Giant magnetostrictive actuators (GMAs) are a widely used type of micro-nano actuator, and they are greatly significant in the field of precision engineering. The accuracy of a GMA often depends on its hysteresis model. However, existing models have some limitations, including the difficulty of identifying their parameters and the tradeoff between the quantity of modeling data required and the level of precision achieved. To solve these problems, in this paper, we propose a Preisach inverse model based on equal-density segmentation of the weight function (E-Preisach). The weight function used to calculate the displacement is first discretized. Then, to obtain a finer weight distribution, the discretized geometric units are uniformly divided by area.

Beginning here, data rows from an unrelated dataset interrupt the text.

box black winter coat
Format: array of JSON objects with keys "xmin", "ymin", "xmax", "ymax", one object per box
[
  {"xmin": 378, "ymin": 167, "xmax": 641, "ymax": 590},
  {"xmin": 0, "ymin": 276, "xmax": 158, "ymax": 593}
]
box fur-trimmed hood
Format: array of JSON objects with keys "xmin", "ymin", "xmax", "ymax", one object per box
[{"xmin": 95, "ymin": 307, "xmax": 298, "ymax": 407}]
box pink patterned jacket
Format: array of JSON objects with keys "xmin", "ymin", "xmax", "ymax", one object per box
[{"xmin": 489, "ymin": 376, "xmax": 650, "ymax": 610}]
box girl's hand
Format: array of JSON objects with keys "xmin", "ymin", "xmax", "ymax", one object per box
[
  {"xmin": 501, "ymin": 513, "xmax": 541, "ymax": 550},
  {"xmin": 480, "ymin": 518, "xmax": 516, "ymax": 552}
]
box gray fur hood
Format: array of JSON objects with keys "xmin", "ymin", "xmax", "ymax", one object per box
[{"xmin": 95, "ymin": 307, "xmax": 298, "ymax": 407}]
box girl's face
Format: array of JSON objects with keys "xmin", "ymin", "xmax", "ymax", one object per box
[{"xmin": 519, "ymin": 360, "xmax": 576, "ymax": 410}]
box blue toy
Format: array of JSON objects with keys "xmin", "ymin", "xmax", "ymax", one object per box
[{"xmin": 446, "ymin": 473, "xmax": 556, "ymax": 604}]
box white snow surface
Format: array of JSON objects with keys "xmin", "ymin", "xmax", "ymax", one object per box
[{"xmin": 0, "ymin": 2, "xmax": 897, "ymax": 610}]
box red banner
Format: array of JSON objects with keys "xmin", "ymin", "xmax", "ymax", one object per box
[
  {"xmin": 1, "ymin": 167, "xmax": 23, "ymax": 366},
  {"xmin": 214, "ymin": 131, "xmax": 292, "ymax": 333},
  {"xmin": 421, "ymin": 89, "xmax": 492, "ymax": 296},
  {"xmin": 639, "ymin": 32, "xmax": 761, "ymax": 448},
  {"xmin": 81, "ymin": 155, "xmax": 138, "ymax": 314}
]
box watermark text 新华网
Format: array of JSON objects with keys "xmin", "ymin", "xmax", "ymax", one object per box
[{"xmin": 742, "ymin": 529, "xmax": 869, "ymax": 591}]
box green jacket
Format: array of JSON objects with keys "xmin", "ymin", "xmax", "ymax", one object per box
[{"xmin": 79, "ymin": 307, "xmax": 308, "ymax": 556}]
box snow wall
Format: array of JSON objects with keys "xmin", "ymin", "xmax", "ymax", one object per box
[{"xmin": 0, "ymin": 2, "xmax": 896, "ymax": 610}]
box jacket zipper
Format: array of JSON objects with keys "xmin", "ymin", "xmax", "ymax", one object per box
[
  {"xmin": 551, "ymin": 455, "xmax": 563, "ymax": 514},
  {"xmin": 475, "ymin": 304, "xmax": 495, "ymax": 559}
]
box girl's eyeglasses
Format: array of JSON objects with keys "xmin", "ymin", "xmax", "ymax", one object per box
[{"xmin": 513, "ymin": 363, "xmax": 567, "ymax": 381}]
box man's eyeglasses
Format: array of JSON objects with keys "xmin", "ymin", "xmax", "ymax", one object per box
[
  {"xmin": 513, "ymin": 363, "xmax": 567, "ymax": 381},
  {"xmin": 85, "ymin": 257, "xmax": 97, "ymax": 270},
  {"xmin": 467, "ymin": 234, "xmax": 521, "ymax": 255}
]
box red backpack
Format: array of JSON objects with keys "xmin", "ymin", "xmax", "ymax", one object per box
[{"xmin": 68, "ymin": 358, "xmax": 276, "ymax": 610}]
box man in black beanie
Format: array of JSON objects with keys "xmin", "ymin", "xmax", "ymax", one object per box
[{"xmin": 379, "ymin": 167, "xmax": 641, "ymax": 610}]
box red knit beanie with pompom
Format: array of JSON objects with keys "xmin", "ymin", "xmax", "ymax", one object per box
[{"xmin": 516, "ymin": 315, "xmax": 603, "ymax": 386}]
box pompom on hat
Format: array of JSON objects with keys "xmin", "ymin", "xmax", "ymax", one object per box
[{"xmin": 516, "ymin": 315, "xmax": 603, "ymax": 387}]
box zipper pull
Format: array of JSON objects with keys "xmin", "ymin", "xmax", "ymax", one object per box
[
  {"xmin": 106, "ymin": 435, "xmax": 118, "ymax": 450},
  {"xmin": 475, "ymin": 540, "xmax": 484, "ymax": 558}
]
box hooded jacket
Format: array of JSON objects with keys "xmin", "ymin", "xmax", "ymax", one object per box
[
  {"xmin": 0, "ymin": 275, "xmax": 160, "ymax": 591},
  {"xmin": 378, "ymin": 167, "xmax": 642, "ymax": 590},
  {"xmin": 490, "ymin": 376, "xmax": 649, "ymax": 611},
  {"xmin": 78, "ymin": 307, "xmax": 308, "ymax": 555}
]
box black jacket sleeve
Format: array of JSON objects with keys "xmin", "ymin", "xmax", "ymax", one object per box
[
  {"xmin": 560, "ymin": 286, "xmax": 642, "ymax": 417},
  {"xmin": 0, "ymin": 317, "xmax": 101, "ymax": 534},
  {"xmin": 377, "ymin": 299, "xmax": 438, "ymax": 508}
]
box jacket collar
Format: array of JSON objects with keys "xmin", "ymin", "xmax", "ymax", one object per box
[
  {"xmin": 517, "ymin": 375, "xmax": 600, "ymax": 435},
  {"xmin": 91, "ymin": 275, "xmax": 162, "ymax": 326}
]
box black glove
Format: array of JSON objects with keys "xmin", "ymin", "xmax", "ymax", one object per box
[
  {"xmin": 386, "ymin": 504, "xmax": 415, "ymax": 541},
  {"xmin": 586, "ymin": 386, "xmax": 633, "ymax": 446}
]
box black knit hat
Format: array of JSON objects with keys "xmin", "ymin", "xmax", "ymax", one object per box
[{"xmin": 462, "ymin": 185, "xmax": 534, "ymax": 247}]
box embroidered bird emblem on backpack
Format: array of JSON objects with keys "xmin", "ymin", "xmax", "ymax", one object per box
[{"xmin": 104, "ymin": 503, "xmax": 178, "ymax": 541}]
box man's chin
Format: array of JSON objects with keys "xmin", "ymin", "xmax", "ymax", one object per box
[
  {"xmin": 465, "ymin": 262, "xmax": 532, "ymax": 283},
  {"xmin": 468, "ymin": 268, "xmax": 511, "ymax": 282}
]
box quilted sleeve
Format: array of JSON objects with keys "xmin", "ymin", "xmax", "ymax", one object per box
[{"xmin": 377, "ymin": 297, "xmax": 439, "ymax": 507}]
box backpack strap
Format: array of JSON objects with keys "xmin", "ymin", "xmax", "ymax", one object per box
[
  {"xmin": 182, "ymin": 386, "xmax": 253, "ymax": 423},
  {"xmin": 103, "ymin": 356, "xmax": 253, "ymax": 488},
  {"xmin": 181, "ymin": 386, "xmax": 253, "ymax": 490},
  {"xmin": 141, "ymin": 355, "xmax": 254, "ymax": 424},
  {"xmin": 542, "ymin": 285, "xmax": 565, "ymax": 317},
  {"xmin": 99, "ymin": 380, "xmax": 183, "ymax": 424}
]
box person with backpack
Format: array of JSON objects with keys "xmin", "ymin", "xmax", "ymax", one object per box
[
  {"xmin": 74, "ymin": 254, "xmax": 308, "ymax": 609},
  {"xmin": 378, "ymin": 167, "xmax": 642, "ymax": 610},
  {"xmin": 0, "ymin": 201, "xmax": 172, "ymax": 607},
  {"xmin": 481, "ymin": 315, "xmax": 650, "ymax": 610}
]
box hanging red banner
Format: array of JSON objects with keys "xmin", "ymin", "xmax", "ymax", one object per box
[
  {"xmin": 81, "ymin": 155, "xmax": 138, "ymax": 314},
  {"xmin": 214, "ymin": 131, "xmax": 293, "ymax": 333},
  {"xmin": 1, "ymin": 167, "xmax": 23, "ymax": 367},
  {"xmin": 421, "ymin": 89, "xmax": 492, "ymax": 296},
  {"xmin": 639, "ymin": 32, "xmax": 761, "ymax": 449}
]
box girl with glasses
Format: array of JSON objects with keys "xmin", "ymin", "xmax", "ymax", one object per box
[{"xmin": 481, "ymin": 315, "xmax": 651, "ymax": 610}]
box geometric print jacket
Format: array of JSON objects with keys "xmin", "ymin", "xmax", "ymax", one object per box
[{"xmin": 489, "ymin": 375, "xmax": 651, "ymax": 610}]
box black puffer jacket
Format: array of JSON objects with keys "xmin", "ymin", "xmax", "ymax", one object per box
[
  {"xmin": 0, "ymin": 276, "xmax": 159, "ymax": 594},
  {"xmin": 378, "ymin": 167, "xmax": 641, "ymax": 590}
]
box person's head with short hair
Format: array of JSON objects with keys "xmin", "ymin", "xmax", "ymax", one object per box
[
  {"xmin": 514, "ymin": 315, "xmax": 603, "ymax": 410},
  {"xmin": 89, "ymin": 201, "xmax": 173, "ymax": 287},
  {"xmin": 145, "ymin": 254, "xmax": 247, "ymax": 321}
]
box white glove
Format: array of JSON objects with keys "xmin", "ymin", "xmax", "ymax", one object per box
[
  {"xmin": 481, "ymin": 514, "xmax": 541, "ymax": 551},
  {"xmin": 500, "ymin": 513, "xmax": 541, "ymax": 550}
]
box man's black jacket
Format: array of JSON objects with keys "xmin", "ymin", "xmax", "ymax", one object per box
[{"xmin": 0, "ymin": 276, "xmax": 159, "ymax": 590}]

This can further minimize the output displacement span, and it produces a higher-precision hysteresis model. The process of parameter identification is made easier by this approach, which also resolves the difficulty of obtaining high precision using a small amount of modeling data. The Preisach and the E-Preisach inverse models were investigated and compared using experiments. At frequencies of 1 and 5 Hz, it was found that the E-Preisach inverse model decreases the maximum error of the feedforward compensation open-loop control to within 1 µm and decreases the root-mean-square error in displacement to within 0.5 µm without the need to increase the number of measured hysteresis loops. As a result, the E-Preisach inverse model streamlines the structure of the model and requires fewer parameters for modeling. This provides a high-precision modeling method using a small amount of modeling data; it will have applications in precision engineering fields such as active vibration damping and ultra-precision machining.